Man findet eigentlich alles. Habe jetzt aber ein konkretes Problem und ich finde
die Lösung nicht...es gab mal was hier im Forum wo dieser topic behandelt wurde aber auch nicht mit viel Information.
Ich habe also ein Foto von mir und ich möchte es in den Scarface Look bringen !
Habe es freigestellt, in sw umgewandelt und dann ein wenig mit Kontast und Levels probiert...habe auch den schwarzen balken erstellt....komme aber zu rein gar nichts....
Hätte jetzt die Bitte mir ein paar Tips oder vielleicht ein link zu geben...habe wirklich schon viel probiert aber komme nicht zum optimalen Ergebniss....

Gruß Thomas


----------



## Philip Kurz (11. Mai 2005)

Benutze mal hier im Forum "Schwellenwert" als Stichwort. Allerdings bist du mit den Graustufen und einer Tonwertkorrektur auch auf dem richtigen Weg. So bekommst du du zumindest den Effekt, den man im Gesicht und an den Händen erkennt. Dann muss dur nur noch, z.B. mit dem Pfadwerkzeug oder dem Lasso, den Anzug "auswählen" und auf einer neuen Ebene mit Weiß füllen. Geht eigentlich recht einfach. Was funktioniert denn bei dir nicht? Eventuell liegt es auch an der Belichtung des Photos ...


----------



## hotboy21 (11. Mai 2005)

Also ich habe ein Foto von mir mit hintergrund.
 Darf das foto hier leider nicht posten...glaube ich zumindest.
 Habe es wirklich mühevoll freigestellt....neuen layer mit dem ausschnitt....
 ich habe einen grauen pulli und eine dunkle jean an....soo desaturate...
 (habe das englische ps) dann ist es sw.....soo und nun weiß ich nicht weiter....
 ich kann mir schon vorstellen das ich den pulli und die hose nachfahren muss....aber
 tue mir mit dem einfärben schwer bzw wie wird mein Gesicht nur ausgewählt....
 muss jetzt mal probieren...wäre sehr froh wenn man mir noch ein wenig detailierter helfen
 könnte

 danke Thomas


----------



## hotboy21 (11. Mai 2005)

Tue jetzt einfach mein ergebniss rein......
 bitte helft mir


----------



## Philip Kurz (11. Mai 2005)

Wenn du dein Bild mit dem Original vergleichst, erkennst du sofort woran du noch arbeiten musst:

Zunächst wurde die Kleidung abstrahiert, d.h. sie ist nur stilisiert dargestellt. Weiterhin sind - vom Gesicht und den Händen abgesehen - schwarze Flächen Schwarz und Weiße weiß (Konkret: Details entfernen).
Dazu kommt noch, dass du wahrscheinlich ein Photo mit einer schlechteren Qualität benutzt hast. Da solltest du unbedingt ein besseres nehmen; zur Not ein neues mit der richtigen Belichtung (von schräg-rechts) machen.

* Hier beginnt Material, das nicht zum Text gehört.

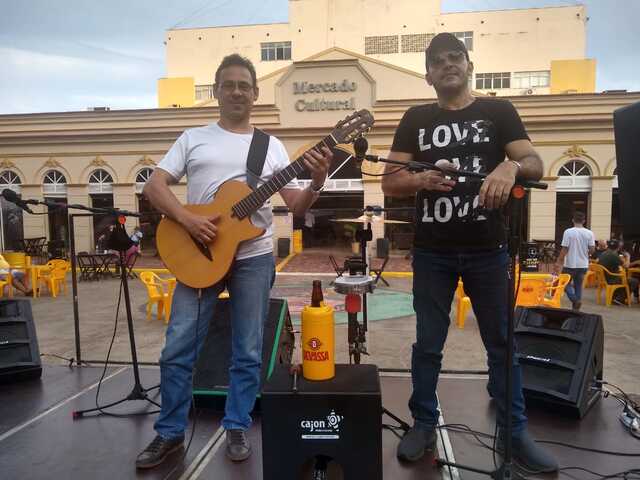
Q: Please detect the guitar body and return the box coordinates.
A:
[156,180,264,288]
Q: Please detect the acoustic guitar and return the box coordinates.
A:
[156,110,374,288]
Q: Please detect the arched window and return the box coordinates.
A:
[556,160,591,192]
[42,170,67,197]
[136,168,153,193]
[0,170,22,194]
[89,168,113,193]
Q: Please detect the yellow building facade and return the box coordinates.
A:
[158,0,596,107]
[0,48,640,251]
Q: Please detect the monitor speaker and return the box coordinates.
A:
[0,300,42,383]
[613,102,640,240]
[515,307,604,418]
[193,298,294,411]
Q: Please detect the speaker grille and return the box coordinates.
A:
[522,362,573,395]
[518,334,582,365]
[0,322,29,343]
[0,343,33,368]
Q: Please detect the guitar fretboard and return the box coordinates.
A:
[231,135,337,219]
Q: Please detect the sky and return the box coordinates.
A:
[0,0,640,114]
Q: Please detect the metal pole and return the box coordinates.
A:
[68,214,81,365]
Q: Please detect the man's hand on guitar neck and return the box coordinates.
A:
[179,210,220,243]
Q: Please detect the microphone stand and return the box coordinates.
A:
[5,195,160,420]
[358,152,548,480]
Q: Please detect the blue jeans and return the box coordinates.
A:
[409,249,527,434]
[154,253,275,439]
[562,267,588,303]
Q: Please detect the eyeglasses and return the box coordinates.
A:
[220,80,253,93]
[429,50,465,67]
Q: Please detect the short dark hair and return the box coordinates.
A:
[424,32,469,71]
[215,53,258,87]
[573,212,587,223]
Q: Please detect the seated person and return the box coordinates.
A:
[591,240,607,260]
[598,240,639,303]
[0,255,33,296]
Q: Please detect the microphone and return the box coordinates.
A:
[353,137,369,163]
[2,188,33,213]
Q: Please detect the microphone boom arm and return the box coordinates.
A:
[364,155,549,190]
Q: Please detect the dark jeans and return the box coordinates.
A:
[562,267,589,303]
[409,249,527,433]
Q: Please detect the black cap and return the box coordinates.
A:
[425,32,469,68]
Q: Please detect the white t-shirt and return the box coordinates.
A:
[158,123,300,259]
[562,227,596,268]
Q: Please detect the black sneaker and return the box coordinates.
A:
[136,435,184,468]
[496,430,558,473]
[396,426,436,462]
[227,429,251,462]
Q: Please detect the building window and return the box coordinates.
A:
[453,32,473,51]
[136,168,153,193]
[260,42,291,62]
[0,170,22,194]
[89,168,113,193]
[364,35,398,55]
[196,85,213,101]
[558,160,591,177]
[512,70,551,88]
[556,160,591,192]
[402,33,434,53]
[476,72,511,90]
[42,170,67,197]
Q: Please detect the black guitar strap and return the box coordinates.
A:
[247,127,269,190]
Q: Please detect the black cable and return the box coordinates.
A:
[360,167,407,177]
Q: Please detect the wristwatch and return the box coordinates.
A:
[309,182,324,193]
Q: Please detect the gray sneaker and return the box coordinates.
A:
[496,430,558,473]
[396,426,436,462]
[227,429,251,462]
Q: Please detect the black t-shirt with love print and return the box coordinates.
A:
[391,98,529,251]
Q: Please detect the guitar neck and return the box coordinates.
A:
[232,135,337,219]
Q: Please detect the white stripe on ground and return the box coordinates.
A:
[178,425,224,480]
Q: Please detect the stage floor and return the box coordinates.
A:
[0,366,640,480]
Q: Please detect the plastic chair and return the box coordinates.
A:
[140,271,173,323]
[37,259,71,298]
[593,264,631,307]
[456,279,471,328]
[542,273,571,308]
[516,277,548,307]
[582,262,598,288]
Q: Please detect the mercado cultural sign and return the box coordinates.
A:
[293,80,358,112]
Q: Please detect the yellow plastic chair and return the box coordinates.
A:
[32,259,71,298]
[456,279,471,328]
[542,273,571,308]
[140,271,171,323]
[0,273,13,298]
[516,277,548,307]
[593,264,631,307]
[582,262,598,288]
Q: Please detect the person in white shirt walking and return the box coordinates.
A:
[554,212,596,310]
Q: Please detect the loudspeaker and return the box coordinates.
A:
[261,365,382,480]
[514,307,604,418]
[0,300,42,383]
[193,298,295,411]
[613,102,640,240]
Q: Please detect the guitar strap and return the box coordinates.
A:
[247,127,269,190]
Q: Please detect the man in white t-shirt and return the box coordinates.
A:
[136,54,333,468]
[554,212,596,310]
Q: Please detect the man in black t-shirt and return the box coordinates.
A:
[382,33,558,472]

Also, du siehst: Das hat Alles eigentlich nicht viel mit Photoshop zu tun.


----------



## Amr0d (12. Mai 2005)

Oder machs dir extrem einfach und nimm deinen Kopf und setz ihn auf den Kopf von Pacino


----------



## hotboy21 (12. Mai 2005)

Naja...da ich schon sehr PS interessiert bin und quasi noch voll auf
dem Einsteiger Level stehe möchte ich es schon selber machen...ich mein
da wär ja nichts dabei mit ausschneiden....aber es ist nunmal leider gottes soo das 
du im Photoshop schnell was schönes zaubern kannst, aber konkret einem Ziel
entgegen zu arbeiten ist schon sehr schwer....

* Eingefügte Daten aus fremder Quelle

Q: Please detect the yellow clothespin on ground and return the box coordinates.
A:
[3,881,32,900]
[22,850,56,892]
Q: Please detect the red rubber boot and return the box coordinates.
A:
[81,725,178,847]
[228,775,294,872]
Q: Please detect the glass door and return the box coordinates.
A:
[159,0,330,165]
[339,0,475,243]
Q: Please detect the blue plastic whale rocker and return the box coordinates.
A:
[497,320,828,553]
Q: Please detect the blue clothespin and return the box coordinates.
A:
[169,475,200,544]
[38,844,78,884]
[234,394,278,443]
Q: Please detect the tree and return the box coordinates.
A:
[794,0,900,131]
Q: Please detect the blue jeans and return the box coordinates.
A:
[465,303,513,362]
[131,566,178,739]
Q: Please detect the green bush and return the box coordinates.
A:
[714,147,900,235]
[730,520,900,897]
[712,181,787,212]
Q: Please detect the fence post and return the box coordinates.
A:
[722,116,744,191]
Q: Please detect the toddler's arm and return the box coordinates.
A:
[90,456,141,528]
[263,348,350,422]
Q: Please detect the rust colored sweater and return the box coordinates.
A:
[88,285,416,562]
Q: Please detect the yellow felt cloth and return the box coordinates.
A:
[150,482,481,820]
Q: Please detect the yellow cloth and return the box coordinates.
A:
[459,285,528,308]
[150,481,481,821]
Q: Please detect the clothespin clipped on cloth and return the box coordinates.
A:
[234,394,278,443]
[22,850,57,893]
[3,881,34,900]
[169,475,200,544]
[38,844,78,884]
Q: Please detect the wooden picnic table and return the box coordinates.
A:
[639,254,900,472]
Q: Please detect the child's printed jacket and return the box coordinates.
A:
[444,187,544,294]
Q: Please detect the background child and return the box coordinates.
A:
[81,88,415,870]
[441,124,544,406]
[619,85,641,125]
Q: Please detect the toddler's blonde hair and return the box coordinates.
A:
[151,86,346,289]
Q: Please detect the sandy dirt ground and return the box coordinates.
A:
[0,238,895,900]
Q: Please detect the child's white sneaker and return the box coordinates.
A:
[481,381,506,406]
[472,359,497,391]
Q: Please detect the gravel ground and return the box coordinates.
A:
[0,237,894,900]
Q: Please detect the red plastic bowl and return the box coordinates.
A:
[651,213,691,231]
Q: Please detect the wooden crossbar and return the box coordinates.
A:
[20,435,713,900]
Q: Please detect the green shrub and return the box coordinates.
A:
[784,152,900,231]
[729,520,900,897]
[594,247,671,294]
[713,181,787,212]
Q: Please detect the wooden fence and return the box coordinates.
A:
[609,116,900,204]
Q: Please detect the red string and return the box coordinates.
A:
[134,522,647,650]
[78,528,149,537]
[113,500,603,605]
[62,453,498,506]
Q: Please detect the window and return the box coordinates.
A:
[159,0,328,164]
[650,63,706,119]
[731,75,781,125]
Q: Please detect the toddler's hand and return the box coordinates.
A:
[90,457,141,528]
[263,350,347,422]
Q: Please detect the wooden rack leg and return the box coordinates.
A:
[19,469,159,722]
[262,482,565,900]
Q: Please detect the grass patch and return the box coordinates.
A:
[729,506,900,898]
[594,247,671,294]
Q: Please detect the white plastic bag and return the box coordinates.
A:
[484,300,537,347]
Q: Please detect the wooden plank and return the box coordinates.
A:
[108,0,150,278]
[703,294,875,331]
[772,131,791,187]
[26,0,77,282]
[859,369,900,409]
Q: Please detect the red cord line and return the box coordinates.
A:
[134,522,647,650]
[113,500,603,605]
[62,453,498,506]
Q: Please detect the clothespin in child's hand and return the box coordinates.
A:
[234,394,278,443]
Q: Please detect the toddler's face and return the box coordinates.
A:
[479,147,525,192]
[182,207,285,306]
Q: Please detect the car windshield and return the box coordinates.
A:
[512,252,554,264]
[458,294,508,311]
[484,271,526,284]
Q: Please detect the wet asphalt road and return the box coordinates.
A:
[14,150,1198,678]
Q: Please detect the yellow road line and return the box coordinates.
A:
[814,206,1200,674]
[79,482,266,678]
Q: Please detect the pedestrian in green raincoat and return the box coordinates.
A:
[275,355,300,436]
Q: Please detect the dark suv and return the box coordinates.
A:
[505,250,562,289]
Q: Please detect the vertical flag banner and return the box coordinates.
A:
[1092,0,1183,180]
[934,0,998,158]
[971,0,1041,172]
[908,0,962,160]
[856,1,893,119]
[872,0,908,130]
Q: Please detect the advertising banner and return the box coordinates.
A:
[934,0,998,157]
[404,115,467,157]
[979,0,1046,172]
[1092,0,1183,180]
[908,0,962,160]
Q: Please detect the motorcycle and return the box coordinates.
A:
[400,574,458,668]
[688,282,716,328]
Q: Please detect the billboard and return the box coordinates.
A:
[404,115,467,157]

Gibt es denn für soo einen Scarface Poster Effekt nicht irgendwo im Netz ein Tutorial...
Bin für jede Hilfe dankbar

Thomas


----------



## Sebastian Wramba (12. Mai 2005)

Im Prinzip ist das Bild ja schon ok. Du müsstest eben nur deine Kleidung abstrakter
darstellen, sprich nur mit Schwarz und Weiß. Dann dich mehr in die Mitte packen, sodass
die Trennlinie zwischen schwarz und weiß ungefähr in der Mitte deines Kopfes ist.

Dazu kommt auch, dass Al Pacino auch eine weiße Hose an hat. Aber das macht nichts,
solange du jegliche Details aus deiner Kleidung nimmst.


----------